Si Helen assume les conséquences de ses actes, les hommes sont incapables dépasser de l’idéal féminin dans lequel ils l’ont enfermés. Cet idéal détermine d’ailleurs la nature de leur réaction. Edward malgré sa vie sauve rejette violemment celle désormais « souillée » pour lui et Nick préfère quant à lui l’exil plutôt que de voir Helen revenir au statut de modeste femme d’intérieur. On peut même considérer notre héroïne comme volontairement figée dans un autre regard masculin, celui de son fils. La déchéance financière et morale dans laquelle s’abîme Helen par la suite n’a pour but que de conserver la garde de Johnny, de demeurer sa mère. Les dialogues ont beau édulcorer la vérité (l’arrestation pour « vagabondage » pour ne pas prononcer le mot prostitution), l’avilissement d’Helen nourrissant paradoxalement un sentiment de pur amour maternel.

Là encore l’affranchissement de l’héroïne se fait par le regard masculin. La désinvolture avec laquelle l’aborde l’homme la traquant pour son mari – et ne voit jamais en elle la mère de famille qu’il pourchasse – lui fait comprendre combien elle est tombée bas et l’amènera à se séparer de son fils. Marlene Dietrich illustre avec subtilité toutes ces mues où elle conserve toujours sa dignité. L’élégance fanée passe par une démarche plus désinvolte et un élément aussi anodin qu’un trou le manche de sa robe. L’intonation douce et bienveillante du début du film laisse place à un propos rageur et désabusé. Et surtout les gros plans où vo Sternberg s’empare de l’émotion à fleur de peau du visage de Marlene Dietrich son restreint lors de la scène la plus déchirante du film.
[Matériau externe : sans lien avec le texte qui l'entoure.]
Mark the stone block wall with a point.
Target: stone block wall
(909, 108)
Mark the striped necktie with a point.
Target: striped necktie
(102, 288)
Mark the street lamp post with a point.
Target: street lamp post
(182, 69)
Forcée de faire ses adieux à Johnny, Helen affronte l’épreuve sans larmes ni cris, le réalisateur dissimulant son visage sous son chapeau tout comme elle contient ses émotions et affronte dignement l’épreuve. Helen accepte ainsi définitivement d’être la « créature » des yeux masculins anonymes qui l’observent dans l’ultime séquence musicale. Le frac blanc qu’elle arbore sur scène signifie par son éclat et sa neutralité – pour l’anecdote on ajouta à la tenue ne ressortant pas suffisamment du brillant sur la suggestion de la fille de huit ans de Marlene Dietrich, et l’astuce sera conservée dans ses films suivant et sa carrière scénique des années 60 - son absence d’attache au monde qui l’entoure.

Sans les hasards malheureux de la vie et la fermeture d’esprit des hommes, elle n’aurait jamais quitté le « rôle » initial où elle était heureuse. Assumant toutes ses transformations forcées, ce n’est pas à Helen de changer mais à son entourage de reconstituer au-delà des rancœurs et préjugés l’image de celle qu’ils ont aimés. C’est le processus de la magnifique scène finale où Helen demeure cet être entier et courageux que l’autre a enfin appris à regarder pour elle-même.